There are enough random small words to be prepositions. Many of them are consonants which have been allowed to wander freely about, unsupervised by any of the usual vowels, and are not linked to either the preceding or following words with an apostrophe or dash or any other indication that they are a contraction of something else. Suggests that this is from one of the chronically vowel-poor regions of Eastern Europe.

Some of the other small words may be various cases of pronouns, copulae, or forms of to be/to have/to do, which are almost universally hideously irregular in conjugated languages. Not all languages conjugate verbs for subject, but given how many words I see with an -a, -o or -i ending in roughly the same relative position within sentences, I am guessing this one does. These may be different tenses or moods, or the language may have different classes of verbs that conjugate slightly differently, like the -er, -ar, and -ir verbs of Spanish.

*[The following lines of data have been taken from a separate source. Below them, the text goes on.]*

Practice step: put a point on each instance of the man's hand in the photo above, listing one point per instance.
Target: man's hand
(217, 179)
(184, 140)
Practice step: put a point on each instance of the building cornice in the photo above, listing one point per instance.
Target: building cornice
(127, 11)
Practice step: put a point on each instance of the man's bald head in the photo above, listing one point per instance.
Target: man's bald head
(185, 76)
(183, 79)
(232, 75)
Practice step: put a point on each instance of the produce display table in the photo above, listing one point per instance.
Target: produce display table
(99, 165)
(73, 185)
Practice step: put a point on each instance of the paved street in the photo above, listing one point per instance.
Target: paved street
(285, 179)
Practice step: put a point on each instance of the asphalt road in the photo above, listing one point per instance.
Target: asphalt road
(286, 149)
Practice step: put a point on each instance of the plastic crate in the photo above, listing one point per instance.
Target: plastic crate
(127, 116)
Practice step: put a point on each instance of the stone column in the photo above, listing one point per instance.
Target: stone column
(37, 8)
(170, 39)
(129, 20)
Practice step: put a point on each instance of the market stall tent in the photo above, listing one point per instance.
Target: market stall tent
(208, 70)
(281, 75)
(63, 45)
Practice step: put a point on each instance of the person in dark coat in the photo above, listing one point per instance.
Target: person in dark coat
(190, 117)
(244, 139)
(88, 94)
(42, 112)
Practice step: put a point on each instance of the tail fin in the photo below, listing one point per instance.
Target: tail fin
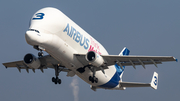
(119, 69)
(154, 82)
(125, 51)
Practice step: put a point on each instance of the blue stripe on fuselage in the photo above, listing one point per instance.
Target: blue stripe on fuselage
(114, 81)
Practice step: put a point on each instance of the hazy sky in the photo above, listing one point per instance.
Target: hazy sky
(146, 27)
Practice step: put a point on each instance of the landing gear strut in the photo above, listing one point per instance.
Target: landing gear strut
(56, 79)
(93, 79)
(40, 54)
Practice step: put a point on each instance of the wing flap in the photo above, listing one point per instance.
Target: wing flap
(129, 60)
(46, 62)
(153, 84)
(133, 84)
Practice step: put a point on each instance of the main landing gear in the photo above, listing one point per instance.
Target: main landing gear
(93, 79)
(56, 80)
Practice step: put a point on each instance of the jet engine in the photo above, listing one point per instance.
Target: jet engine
(31, 61)
(94, 59)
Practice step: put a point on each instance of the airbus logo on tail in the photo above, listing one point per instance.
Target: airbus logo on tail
(77, 36)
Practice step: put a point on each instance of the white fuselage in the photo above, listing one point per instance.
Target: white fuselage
(62, 38)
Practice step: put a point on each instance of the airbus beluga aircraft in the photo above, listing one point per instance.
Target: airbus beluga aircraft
(73, 50)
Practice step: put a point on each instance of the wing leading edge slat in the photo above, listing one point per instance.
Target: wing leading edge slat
(46, 62)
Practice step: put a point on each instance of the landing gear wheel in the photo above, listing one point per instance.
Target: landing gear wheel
(53, 79)
(59, 81)
(40, 54)
(56, 80)
(95, 80)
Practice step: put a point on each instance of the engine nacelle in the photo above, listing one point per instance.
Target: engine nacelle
(31, 61)
(94, 59)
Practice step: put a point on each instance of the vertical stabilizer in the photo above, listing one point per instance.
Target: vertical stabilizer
(119, 69)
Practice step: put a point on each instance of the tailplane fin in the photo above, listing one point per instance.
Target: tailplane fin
(125, 51)
(154, 82)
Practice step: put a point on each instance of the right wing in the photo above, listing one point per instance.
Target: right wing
(153, 83)
(46, 62)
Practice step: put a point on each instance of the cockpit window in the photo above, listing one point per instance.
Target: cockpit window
(34, 30)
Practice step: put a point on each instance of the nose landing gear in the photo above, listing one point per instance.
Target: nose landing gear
(56, 80)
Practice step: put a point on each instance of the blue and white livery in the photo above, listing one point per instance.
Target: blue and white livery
(73, 50)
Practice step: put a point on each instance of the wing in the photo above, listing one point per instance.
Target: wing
(129, 60)
(46, 62)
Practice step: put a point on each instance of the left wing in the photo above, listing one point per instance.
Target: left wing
(128, 60)
(46, 62)
(153, 84)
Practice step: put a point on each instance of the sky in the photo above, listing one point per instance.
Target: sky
(145, 27)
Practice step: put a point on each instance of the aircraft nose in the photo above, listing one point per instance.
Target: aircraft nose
(32, 37)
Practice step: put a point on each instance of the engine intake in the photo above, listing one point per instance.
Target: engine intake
(31, 61)
(94, 59)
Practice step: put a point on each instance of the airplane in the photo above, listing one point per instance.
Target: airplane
(73, 50)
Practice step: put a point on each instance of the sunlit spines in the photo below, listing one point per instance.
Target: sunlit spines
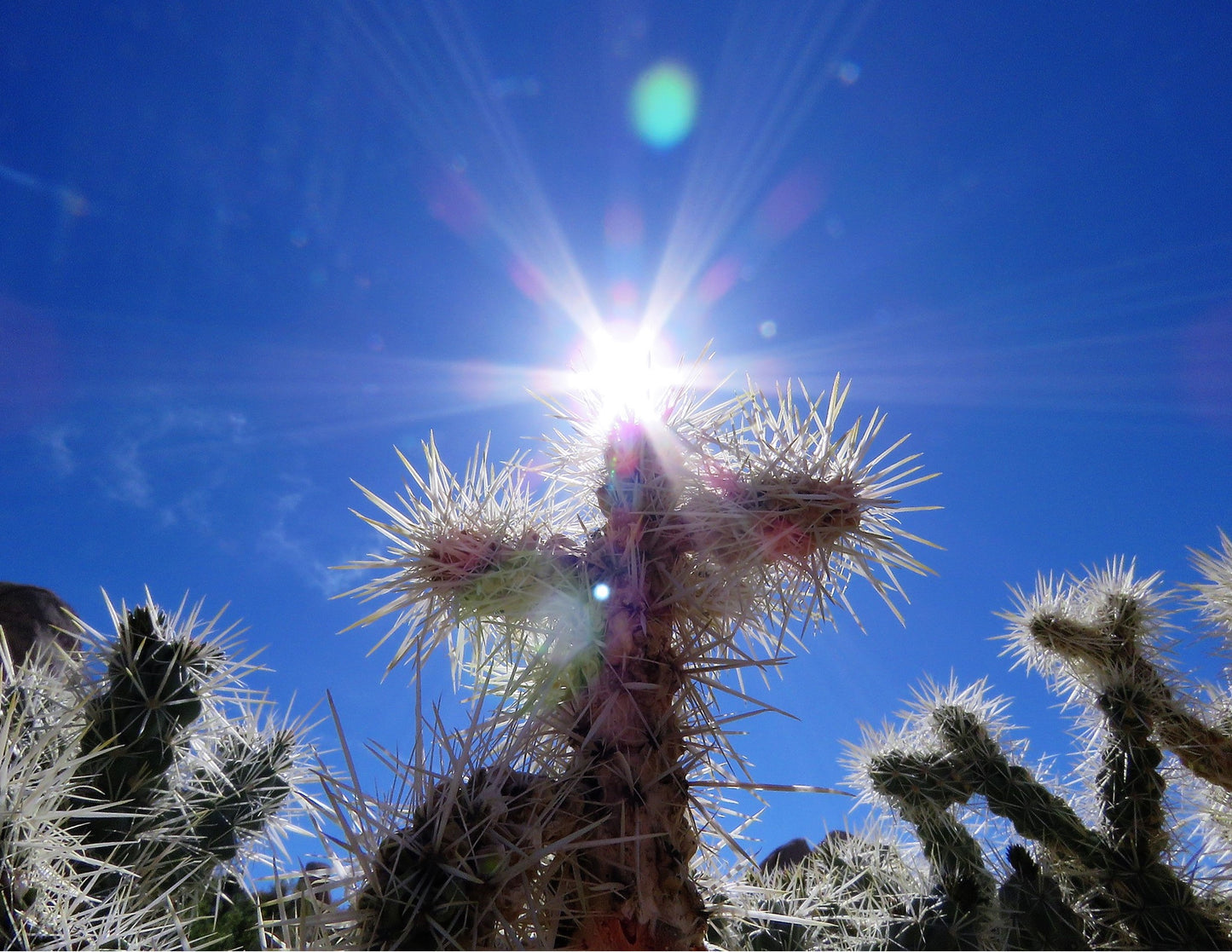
(464, 551)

The language is heavily-cased. Proper names pop up with suffixes a lot, which change depending on where in the sentence they occur. At minimum, it has accusative (direct object), dative (indirect object) and genitive (possessive) cases; the existence of the nominative case (no ending/standard dictionary form, subject) is assumed. Nouns also seem to be inflected for number; there's a one and a more-than-one at minimum. There's also an ending that makes nouns into adjectives. Likely there is also at least one that makes adverbs.

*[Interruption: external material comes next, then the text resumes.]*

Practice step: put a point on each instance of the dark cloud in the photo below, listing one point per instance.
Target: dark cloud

I am undecided as to the extent of Latin influence on this language. On the one hand, "ki" and "ko" seem to function as "[that] which/who" and "when" at the beginning of phrases, and the k sound is suggestive of the qu- beginnings of similar words in French and Spanish, or the ch- of Italian. On the other hand, the way they're used is more closely parallel to the German "was/dass" and "Wenn". In the sentence, "He understood what the problem was," English tends to parse "what the problem was" as an implicitly compound object of the verb "understood", and hence we consider that utterance to be one phrase. In German, compound objects like that are considered to be subordinate clauses of their own -- it comes out more like "Er verstand, was das Problem war," which is puncutated like two related phrases rather than one. The phrasing of whatever the subtitles are written in uses a lot of commas to set "ki" and "ko" phrases off from the rest of the sentence, making the structure and rhythm closer to German. The combination suggests that the language is from the southern or southwest-ish end of the Slavic languages, where there would have been a lot of regional influence from things like Austrian German and Italian.

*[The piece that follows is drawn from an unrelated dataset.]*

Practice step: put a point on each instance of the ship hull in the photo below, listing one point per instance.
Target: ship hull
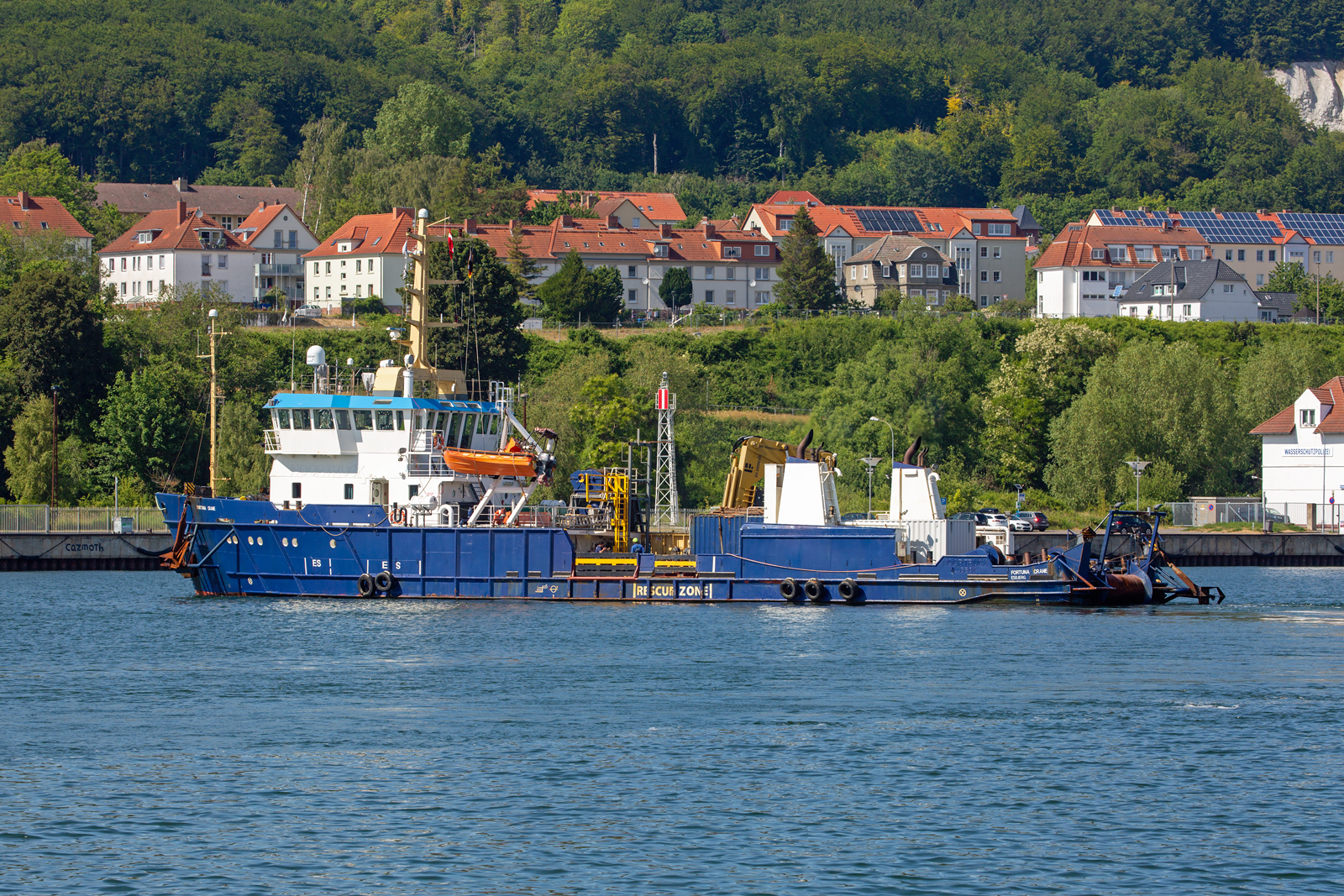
(250, 548)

There are a fair number of cognates, which I would expect in a documentary on medical conditions, as most medical nomenclature comes from the Latin, as dragged kicking and screaming through English. There are a few less technical cognates, such as "levo" for "left" and "oko" for "eye", but generally they are attached to such fundamental things -- like directions and body parts -- that it's equally likely that they stem from a common ancestor in some stage of proto-Indo-European language development. "Love" seems to be something that starts with "lj-", which is vaguely Russian-y, but "life" is some near-vowelless mess that starts with Z-caron, and bears no resemblance whatsoever to that word in any other language I know.

Some of the negations are weird. Sometimes the negatory particle is a free-floating "ni" or "ne" and seems to come before the verb, but there are standard forms like "nisem hotel-", which appear to be various tenses of "(I) do not want", and "nisem videl-", which appear to be various tenses of "(I) do not know".

Anybody happen to know what the hell this is? Bunging a few phrases through Google Translate in an investigatory fashion results in guesses in the general Croatian/Slovak/Slovenian region, but everything in that area is so similar that a lot of it would have not-quite-identical valid translations from more than one language.